En travaillant sur les chiffres a minima communiqués par la Samir, les trois experts soustraient le compte client (2,375 MMDH) et la valeur du stock (2.005 MDH), “si ces montants sont confirmés“, précisent-ils. De la sorte, le besoin immédiat pour faire face aux exigibilités ressort à 25,240 MMDH.
Si les chiffres communiqués par la Samir sont minorés, le besoin serait alors de 40 milliards de DH!!
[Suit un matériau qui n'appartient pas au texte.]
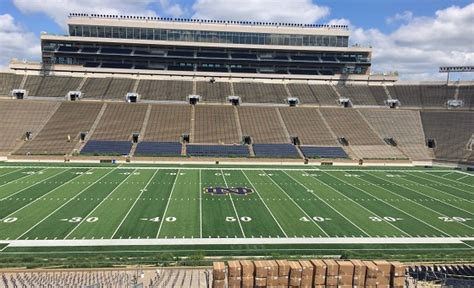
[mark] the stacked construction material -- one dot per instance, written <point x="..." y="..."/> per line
<point x="332" y="273"/>
<point x="371" y="275"/>
<point x="383" y="275"/>
<point x="283" y="273"/>
<point x="320" y="268"/>
<point x="248" y="271"/>
<point x="295" y="274"/>
<point x="234" y="275"/>
<point x="346" y="274"/>
<point x="360" y="271"/>
<point x="218" y="274"/>
<point x="309" y="273"/>
<point x="398" y="275"/>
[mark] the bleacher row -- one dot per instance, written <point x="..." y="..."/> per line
<point x="222" y="131"/>
<point x="108" y="88"/>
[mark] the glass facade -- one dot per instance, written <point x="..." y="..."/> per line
<point x="208" y="36"/>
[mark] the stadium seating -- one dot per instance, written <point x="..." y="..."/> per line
<point x="167" y="123"/>
<point x="404" y="126"/>
<point x="215" y="124"/>
<point x="269" y="128"/>
<point x="95" y="87"/>
<point x="304" y="93"/>
<point x="120" y="121"/>
<point x="325" y="94"/>
<point x="408" y="95"/>
<point x="51" y="86"/>
<point x="466" y="94"/>
<point x="260" y="92"/>
<point x="19" y="117"/>
<point x="307" y="124"/>
<point x="323" y="152"/>
<point x="118" y="88"/>
<point x="69" y="120"/>
<point x="451" y="132"/>
<point x="168" y="90"/>
<point x="359" y="94"/>
<point x="350" y="124"/>
<point x="275" y="150"/>
<point x="213" y="91"/>
<point x="8" y="82"/>
<point x="217" y="150"/>
<point x="158" y="149"/>
<point x="115" y="148"/>
<point x="436" y="95"/>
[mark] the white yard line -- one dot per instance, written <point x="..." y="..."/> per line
<point x="443" y="232"/>
<point x="39" y="182"/>
<point x="455" y="181"/>
<point x="429" y="187"/>
<point x="200" y="204"/>
<point x="168" y="203"/>
<point x="135" y="202"/>
<point x="461" y="179"/>
<point x="65" y="183"/>
<point x="294" y="202"/>
<point x="23" y="177"/>
<point x="393" y="225"/>
<point x="230" y="241"/>
<point x="98" y="205"/>
<point x="329" y="205"/>
<point x="352" y="200"/>
<point x="426" y="207"/>
<point x="233" y="205"/>
<point x="257" y="168"/>
<point x="65" y="203"/>
<point x="420" y="177"/>
<point x="14" y="171"/>
<point x="269" y="211"/>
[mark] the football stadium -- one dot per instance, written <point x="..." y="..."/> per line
<point x="256" y="148"/>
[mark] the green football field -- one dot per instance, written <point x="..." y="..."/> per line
<point x="178" y="204"/>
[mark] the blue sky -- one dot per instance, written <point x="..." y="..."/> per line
<point x="417" y="29"/>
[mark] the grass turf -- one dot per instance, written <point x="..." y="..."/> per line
<point x="168" y="201"/>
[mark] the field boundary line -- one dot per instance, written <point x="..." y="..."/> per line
<point x="41" y="181"/>
<point x="168" y="203"/>
<point x="358" y="204"/>
<point x="432" y="188"/>
<point x="263" y="201"/>
<point x="64" y="204"/>
<point x="258" y="168"/>
<point x="414" y="201"/>
<point x="98" y="205"/>
<point x="294" y="202"/>
<point x="470" y="193"/>
<point x="233" y="205"/>
<point x="329" y="205"/>
<point x="135" y="202"/>
<point x="408" y="200"/>
<point x="245" y="241"/>
<point x="200" y="204"/>
<point x="30" y="203"/>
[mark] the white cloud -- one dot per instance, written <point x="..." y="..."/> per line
<point x="16" y="41"/>
<point x="58" y="10"/>
<point x="293" y="11"/>
<point x="404" y="16"/>
<point x="417" y="49"/>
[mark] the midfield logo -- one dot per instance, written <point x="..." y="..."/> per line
<point x="226" y="190"/>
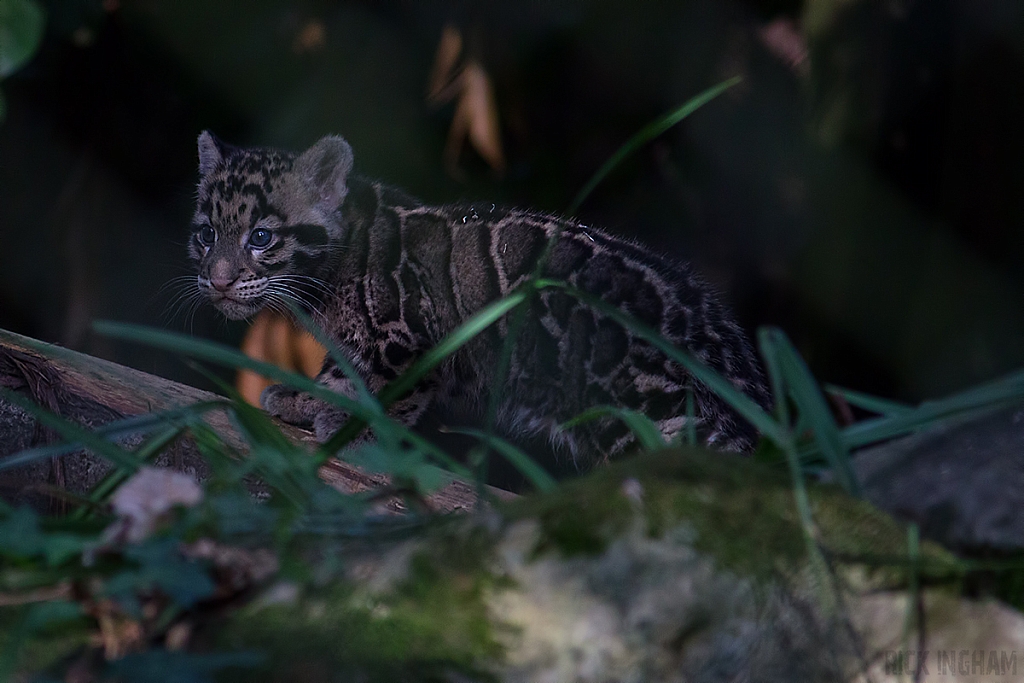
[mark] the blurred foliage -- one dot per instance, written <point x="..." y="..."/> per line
<point x="20" y="32"/>
<point x="860" y="188"/>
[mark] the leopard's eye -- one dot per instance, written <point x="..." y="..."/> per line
<point x="207" y="236"/>
<point x="260" y="238"/>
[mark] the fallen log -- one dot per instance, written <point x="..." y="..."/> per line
<point x="93" y="392"/>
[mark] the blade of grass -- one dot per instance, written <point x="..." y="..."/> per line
<point x="932" y="414"/>
<point x="536" y="474"/>
<point x="867" y="401"/>
<point x="646" y="432"/>
<point x="801" y="386"/>
<point x="646" y="134"/>
<point x="146" y="452"/>
<point x="691" y="422"/>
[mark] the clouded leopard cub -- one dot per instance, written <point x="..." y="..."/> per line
<point x="388" y="276"/>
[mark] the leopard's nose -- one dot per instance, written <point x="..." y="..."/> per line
<point x="222" y="283"/>
<point x="222" y="274"/>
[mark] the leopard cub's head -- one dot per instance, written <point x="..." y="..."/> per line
<point x="267" y="223"/>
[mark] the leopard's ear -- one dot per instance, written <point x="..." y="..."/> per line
<point x="211" y="153"/>
<point x="324" y="169"/>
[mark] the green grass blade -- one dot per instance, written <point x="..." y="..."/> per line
<point x="146" y="452"/>
<point x="691" y="420"/>
<point x="769" y="351"/>
<point x="933" y="414"/>
<point x="868" y="402"/>
<point x="739" y="401"/>
<point x="73" y="432"/>
<point x="801" y="386"/>
<point x="646" y="134"/>
<point x="536" y="474"/>
<point x="648" y="435"/>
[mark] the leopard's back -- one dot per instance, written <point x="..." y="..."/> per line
<point x="388" y="278"/>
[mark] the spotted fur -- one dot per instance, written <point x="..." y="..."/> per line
<point x="389" y="276"/>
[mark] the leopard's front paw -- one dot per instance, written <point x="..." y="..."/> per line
<point x="294" y="407"/>
<point x="328" y="421"/>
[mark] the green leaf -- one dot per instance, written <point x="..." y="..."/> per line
<point x="803" y="389"/>
<point x="867" y="401"/>
<point x="158" y="666"/>
<point x="162" y="566"/>
<point x="20" y="534"/>
<point x="647" y="133"/>
<point x="647" y="433"/>
<point x="22" y="25"/>
<point x="1005" y="391"/>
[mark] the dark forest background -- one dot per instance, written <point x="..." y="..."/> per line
<point x="862" y="187"/>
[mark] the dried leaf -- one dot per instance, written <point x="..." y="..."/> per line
<point x="311" y="37"/>
<point x="145" y="497"/>
<point x="782" y="38"/>
<point x="443" y="73"/>
<point x="476" y="118"/>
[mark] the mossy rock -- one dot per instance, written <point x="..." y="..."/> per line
<point x="684" y="565"/>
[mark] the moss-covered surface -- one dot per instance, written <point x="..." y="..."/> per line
<point x="424" y="621"/>
<point x="683" y="560"/>
<point x="741" y="513"/>
<point x="425" y="608"/>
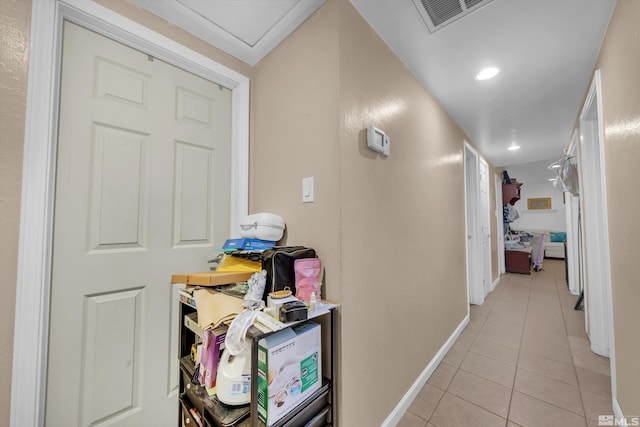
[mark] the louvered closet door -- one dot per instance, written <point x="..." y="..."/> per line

On peut supposer, dans un cas comme dans l’autre, que la Samir recapitalisée et arborant un compte d’exploitation prévisionnel crédible, dirigée par un management sérieux et qui tient ses engagements, correctement auditée, on peut donc supposer qu’une telle société reprendrait la confiance du marché, obtiendrait ses financements “normaux“, tels que le crédit d’enlèvement à l’importation ou des financements bancaires de ses cycles d’exploitation. Cela réduirait d’autant le besoin immédiat en liquidités. Tout cela est possible. Mais il faudrait auparavant remplir les cases “recapitalisation, crédibilité, sérieux, audits“.
La seconde audience devant la Chambre de conseil du tribunal de commerce est fixée au lundi 7 mars. Le tribunal doit aller vite. Jusqu’à présent, le management et l’actionnaire de référence ont gagné beaucoup de temps et ils ont mené en bateau tous leurs interlocuteurs. Aucun engagement n’a jamais été tenu, même pas celui du 16 octobre dernier en assemblée générale extraordinaire.
Le destin de la Samir, c’est désormais une affaire de jours. Ce sera la liquidation ou le redressement judiciaire.